Now, when you eat your food, it doesn't come in immediately either, but regular insulin is too
slow for an average meal.
So most people would have to either inject their insulin early, but that's kind of dangerous.
Imagine you inject your insulin, but your food is late, or you're on a walk and you forget
to eat or, you know, something like that.
If your blood sugar goes too low, you die from low blood sugar immediately.
It's like the most common cause of death in people with type 1 diabetes.
So that's really, really something you have to be careful with.
So having your insulin kinetics not really matching when you need the insulin is both for convenience and basic survival really, really important.
There was a big arms race between Eli Lilly and Novanortis in the 90s to rationally design insulins that had different properties.
And they both succeeded in slightly different ways.
And now you can buy insulin that falls apart more easily.
those dimers on the trimers of the zinc are not as stable, so they fall apart more quickly.
And now when you inject the insulin, it starts to become active within minutes and peaks within an hour,
which matches how people eat much better.
So it's safer and a little bit easier to keep your blood sugar within range.
But matching the kinetics of your food with the kinetics of your insulin is just a major challenge.
So is it still the case that today people with diabetes need to be really careful?
about like what kinds of insulin that they're injecting? Has it gotten easier over time? I feel like
I heard once that there are these things that can attach to your body that sort of do all the
measuring for you.
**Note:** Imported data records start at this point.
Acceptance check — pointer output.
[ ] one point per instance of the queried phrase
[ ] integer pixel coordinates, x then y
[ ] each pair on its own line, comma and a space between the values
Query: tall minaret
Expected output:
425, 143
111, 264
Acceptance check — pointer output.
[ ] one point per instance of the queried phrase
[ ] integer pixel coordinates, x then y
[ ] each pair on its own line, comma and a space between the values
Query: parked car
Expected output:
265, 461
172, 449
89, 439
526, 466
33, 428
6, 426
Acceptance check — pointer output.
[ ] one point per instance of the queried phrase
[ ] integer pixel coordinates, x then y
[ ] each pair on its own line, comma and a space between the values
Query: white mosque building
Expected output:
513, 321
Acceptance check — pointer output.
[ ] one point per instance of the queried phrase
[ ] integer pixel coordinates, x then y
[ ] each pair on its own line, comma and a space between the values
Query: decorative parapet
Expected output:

What is it like today? Well, so there's been big changes both in how we deliver
insulin and how we monitor blood sugar. So we haven't talked about blood sugar monitoring at
all in any of this, but I'll bring up that, you know, we've known for centuries how to detect
glucose and urine. But that's very old information. By the time the sugar,
hits your urine that's like happened hours ago. And you can't really take that sample on demand
quite in the same way as you can take a blood sample. So we started poking our fingers to get blood
sugar measurements. Those devices started being available at home in the 1980s. And then for about
10 or 15 years, we now have these sensors that you can put a little sensor on your arm and you get
blood sugar information every five minutes. So those sensors help you see what your blood sugar is.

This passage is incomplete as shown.